Progressive Free Fall

After the first introductory jump, students wishing to progress to solo and more advanced skydiving go through a series of several more jumps. This “P.F.F.” course consists of several “Levels”.
Level 1:

The First Jump described in the previous page is normally done from 8000 feet with a freefall of 25 seconds. The chute is activated by one of the instructors. At Grand Bend, Level 1 is normally done as your second jump. The exit altitude is 10,500 feet which permits 40 seconds of freefall. You’ll be able to make corrections to your body position as indicated by the instructors; you’ll have time to practise the coordinated movements to activate your parachute. When the “opening altitude” of 4000′ is reached, you’ll activate your parachute. The descent and landing are similar to the First Jump, with steering instructions provided by radio.

Levels 2-5:

On these four skydives you usually only need to have one instructor. You’ll learn how to “fly” your body in freefall and will practise the basic mechanics of doing controlled turns and even try a backloop! Your performance can be video’d for feedback and fault correction. You’ll be exiting at 10,500 feet or higher and activating the chute at about 3500′ so the freefall will be about 45 seconds. Again, you’ll have a radio for steering assistance but you will start learning to steer and land on your own.


Finally – skydiving on your own, usually by about your seventh jump. You’ll need some supervision from instructors and coaches as you learn new techniques, but many of your next few jumps will be solo freefalls as you practise the skills you’ve learned during the P.F.F. course. After a few more jumps you’ll have qualified for your first of several “licences” which are recognized world-wide as evidence of your proficiency in the sport.

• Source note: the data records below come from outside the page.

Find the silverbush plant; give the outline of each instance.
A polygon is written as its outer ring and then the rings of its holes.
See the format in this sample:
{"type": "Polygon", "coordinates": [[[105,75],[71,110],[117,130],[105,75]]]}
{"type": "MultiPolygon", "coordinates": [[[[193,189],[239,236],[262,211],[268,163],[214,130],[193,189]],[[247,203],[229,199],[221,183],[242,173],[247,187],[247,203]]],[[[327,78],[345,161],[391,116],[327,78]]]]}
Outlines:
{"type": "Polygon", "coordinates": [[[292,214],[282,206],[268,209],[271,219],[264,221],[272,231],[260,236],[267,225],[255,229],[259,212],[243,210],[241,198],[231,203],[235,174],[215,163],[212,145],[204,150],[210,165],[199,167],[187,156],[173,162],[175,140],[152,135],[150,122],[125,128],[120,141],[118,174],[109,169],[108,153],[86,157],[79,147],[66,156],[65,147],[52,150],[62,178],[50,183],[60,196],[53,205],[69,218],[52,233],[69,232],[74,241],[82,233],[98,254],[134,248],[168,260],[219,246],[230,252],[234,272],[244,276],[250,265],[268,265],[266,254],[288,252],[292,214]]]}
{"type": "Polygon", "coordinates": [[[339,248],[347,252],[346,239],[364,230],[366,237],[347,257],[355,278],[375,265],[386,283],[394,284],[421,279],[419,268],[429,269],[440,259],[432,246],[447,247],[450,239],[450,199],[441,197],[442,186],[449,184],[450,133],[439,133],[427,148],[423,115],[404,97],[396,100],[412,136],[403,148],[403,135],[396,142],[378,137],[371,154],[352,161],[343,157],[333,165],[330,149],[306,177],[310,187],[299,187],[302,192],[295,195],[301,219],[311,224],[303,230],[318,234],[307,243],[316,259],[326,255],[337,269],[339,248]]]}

Most people gradually purchase items of their own equipment, usually starting with an altimeter, a jumpsuit, goggles and/or a helmet. The rental fee will be less if you use some of your own equipment and lower still when you learn to pack the main parachute. The next big “jump”, so to speak in jump prices comes when you buy your own parachute equipment. We encourage you to do so if you plan to keep jumping and we’ll help you find an appropriate set of gear. Most people start out buying used equipment (there’s nothing wrong with a “used” parachute!) and then eventually invest in new gear after a year or two in the sport. Expect to pay at least $3000 for a complete set of used equipment and as much as $7000 for all-new gear.